Draft guidance from the government, being released for public comment, offer an early model for metrics that government agencies, businesses and other organizations could use as they select an appropriate cloud computing vendor partner.
“New cloud computing providers and services are entering the market at a dizzying pace. Different organizations and groups often use the same cloud computing terms with slightly different, or even contradictory meanings, leading to confusion among cloud service providers, customer and carriers,” according to NIST, an agency of the Department of Commerce. “The lack of clear definitions for cloud computing terms makes them inherently immeasurable.”
The draft guidance seeks to bring uniformity to the vocabulary of cloud service measurements that include abstract metric, abstract metric definition, cloud service property, concrete metric definition, context, measurement, measurement result, metric, observation, and unit of measurement.
The guidance also describes the “cloud service trifecta” which can be broken down into three general areas: service selection, service agreement and service verifications, along with supporting metrics. It further defines in detail a “cloud service metric model” with 23 elemental descriptions of the foundation diagram that describes a metric definition.

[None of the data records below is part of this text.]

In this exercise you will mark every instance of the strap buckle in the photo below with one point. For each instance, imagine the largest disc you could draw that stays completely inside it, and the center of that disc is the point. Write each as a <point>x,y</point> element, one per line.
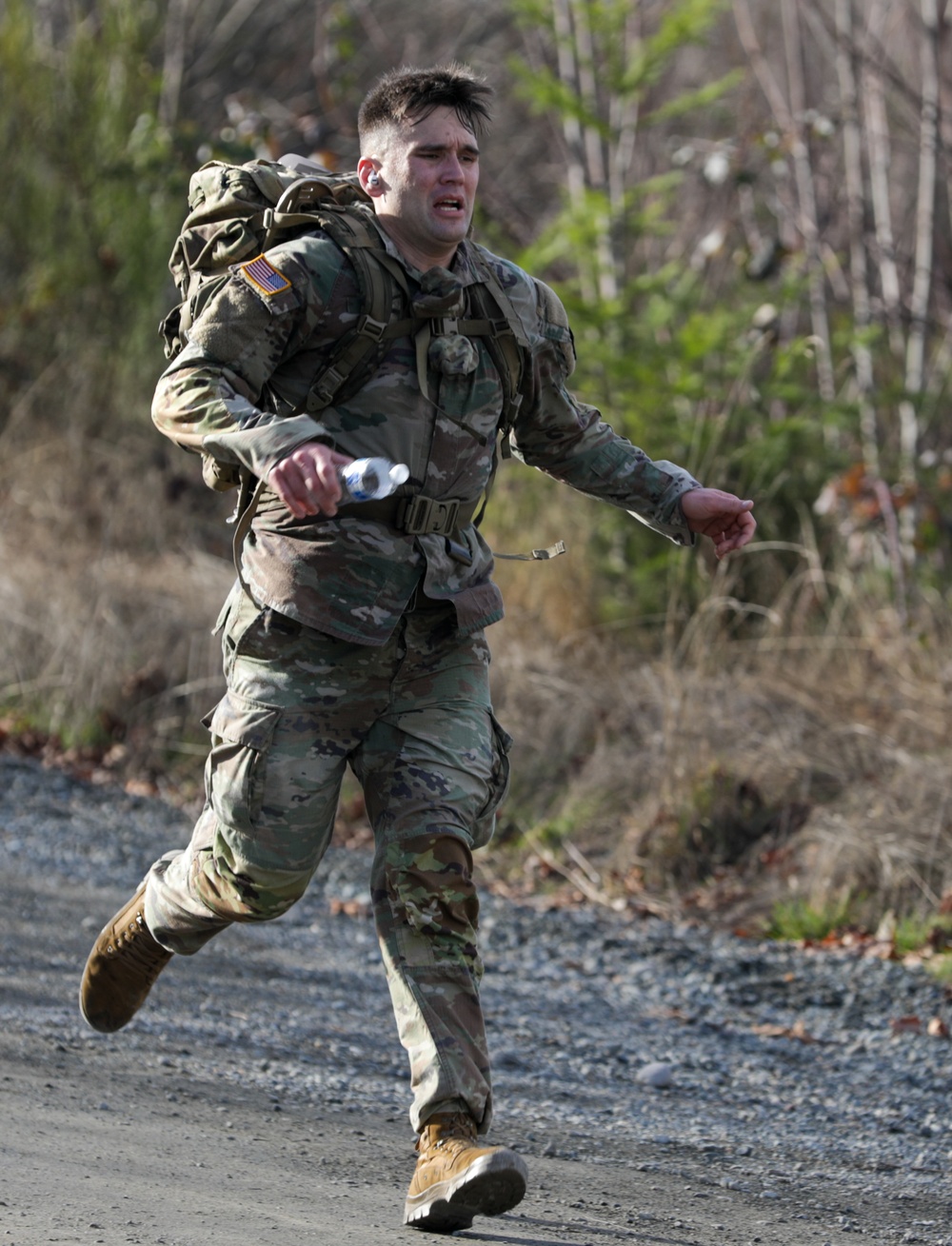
<point>420,516</point>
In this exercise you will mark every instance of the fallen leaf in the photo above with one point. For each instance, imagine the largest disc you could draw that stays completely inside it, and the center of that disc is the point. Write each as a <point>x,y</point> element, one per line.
<point>904,1024</point>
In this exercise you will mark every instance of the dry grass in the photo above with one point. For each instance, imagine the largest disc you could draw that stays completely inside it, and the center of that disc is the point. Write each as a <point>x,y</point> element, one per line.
<point>717,779</point>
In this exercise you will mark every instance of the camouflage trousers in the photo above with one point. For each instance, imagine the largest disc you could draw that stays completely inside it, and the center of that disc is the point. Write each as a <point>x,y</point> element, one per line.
<point>414,722</point>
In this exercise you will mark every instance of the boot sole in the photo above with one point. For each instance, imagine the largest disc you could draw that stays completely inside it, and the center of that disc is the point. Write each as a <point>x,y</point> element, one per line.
<point>490,1185</point>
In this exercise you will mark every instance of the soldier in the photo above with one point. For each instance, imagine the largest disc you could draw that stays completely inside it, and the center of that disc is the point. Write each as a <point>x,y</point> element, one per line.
<point>355,633</point>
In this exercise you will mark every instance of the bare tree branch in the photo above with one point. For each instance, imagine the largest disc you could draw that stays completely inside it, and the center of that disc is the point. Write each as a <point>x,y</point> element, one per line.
<point>855,212</point>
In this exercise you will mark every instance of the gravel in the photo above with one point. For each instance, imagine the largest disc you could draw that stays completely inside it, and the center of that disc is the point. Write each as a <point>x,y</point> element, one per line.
<point>613,1038</point>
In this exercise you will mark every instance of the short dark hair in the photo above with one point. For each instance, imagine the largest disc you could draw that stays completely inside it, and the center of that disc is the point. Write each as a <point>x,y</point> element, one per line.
<point>412,93</point>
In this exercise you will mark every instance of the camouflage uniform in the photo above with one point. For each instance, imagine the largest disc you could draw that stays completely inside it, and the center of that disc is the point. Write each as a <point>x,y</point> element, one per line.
<point>364,644</point>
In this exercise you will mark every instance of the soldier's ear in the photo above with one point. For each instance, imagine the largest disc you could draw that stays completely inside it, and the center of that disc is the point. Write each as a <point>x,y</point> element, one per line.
<point>369,176</point>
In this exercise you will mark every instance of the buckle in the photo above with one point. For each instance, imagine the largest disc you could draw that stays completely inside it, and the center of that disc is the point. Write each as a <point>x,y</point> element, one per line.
<point>423,516</point>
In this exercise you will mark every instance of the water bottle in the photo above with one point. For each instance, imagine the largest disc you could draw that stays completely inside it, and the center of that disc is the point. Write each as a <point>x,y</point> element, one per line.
<point>366,480</point>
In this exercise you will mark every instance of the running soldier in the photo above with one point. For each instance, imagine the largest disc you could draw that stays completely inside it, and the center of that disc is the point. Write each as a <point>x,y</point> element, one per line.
<point>355,632</point>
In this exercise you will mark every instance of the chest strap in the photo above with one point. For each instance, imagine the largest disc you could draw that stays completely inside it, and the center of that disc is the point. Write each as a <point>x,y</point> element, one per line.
<point>416,515</point>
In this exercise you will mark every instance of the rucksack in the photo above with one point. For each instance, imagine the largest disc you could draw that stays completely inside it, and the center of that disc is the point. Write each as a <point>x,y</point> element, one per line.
<point>239,210</point>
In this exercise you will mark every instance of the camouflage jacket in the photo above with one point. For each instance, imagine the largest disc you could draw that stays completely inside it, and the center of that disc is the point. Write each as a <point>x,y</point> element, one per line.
<point>238,387</point>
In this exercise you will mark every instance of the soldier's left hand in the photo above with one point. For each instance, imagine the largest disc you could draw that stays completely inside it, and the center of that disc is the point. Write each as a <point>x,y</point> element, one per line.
<point>307,480</point>
<point>723,517</point>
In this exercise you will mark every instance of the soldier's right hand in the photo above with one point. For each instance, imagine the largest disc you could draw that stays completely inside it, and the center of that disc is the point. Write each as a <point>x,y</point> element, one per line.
<point>307,480</point>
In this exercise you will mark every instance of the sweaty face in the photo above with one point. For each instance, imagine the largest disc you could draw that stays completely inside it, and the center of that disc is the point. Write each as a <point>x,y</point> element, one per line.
<point>428,170</point>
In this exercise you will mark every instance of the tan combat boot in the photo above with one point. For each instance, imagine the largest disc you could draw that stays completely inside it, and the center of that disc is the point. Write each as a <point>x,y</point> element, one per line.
<point>124,963</point>
<point>456,1180</point>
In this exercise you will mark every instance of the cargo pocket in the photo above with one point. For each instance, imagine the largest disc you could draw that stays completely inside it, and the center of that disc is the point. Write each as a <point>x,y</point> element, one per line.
<point>499,785</point>
<point>242,733</point>
<point>238,617</point>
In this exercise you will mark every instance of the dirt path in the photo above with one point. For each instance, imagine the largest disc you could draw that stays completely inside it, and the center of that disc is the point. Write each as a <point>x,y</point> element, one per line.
<point>129,1139</point>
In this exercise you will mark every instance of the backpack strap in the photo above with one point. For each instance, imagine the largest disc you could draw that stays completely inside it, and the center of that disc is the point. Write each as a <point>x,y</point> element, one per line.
<point>360,347</point>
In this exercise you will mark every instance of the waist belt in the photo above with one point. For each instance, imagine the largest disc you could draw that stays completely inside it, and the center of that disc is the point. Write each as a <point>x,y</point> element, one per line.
<point>416,515</point>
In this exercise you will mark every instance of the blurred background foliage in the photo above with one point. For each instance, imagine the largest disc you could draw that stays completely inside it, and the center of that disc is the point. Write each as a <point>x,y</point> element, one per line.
<point>744,205</point>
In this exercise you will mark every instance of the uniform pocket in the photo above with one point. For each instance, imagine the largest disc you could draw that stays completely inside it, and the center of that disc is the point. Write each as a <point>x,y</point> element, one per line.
<point>242,733</point>
<point>499,784</point>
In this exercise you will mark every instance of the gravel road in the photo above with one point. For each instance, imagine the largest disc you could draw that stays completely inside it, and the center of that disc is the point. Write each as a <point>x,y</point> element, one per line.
<point>665,1084</point>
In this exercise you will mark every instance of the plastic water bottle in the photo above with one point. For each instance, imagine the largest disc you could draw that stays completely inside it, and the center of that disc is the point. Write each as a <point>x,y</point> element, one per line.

“Metrics for cloud computing services can be described using the model proposed in this document,” according to NIST. “The model represents the information needed to understand the targeted cloud property and which constraints should be applied during observation. The Cloud Service Metric (CSM) model describes the higher level concepts of the abstract metric definitions for a specific cloud service property; service uptime is a prime example. Definitions for abstract metrics contain parameters and rules to express a formal understanding of the property of interest. The CSM model also contains concrete metric definitions that are based on abstract metric definitions. Concrete metric definitions add specific values to rules and parameters that make the metric usable for a given scenario.”
NIST, which is responsible for accelerating the federal government’s use of cloud computing, is accepting public comment on the draft guidance through Jan. 24, 2015. The guidance and additional information is available here.
Last month, Dell released the results of a survey of 2,000 companies in 19 industries and 11 countries that looked at cloud computing adoption. What they found is that the healthcare industry is not only rapidly transforming but is more successfully closing the gap in cloud adoption compared to other industries. The Dell Global Technology Adoption Index Survey indicates that 96 percent of healthcare organizations are using or considering using the cloud and that confidence in the security of data stored in a private cloud environment is promising, with 64 percent indicating that they are “very confident” that their data is protected.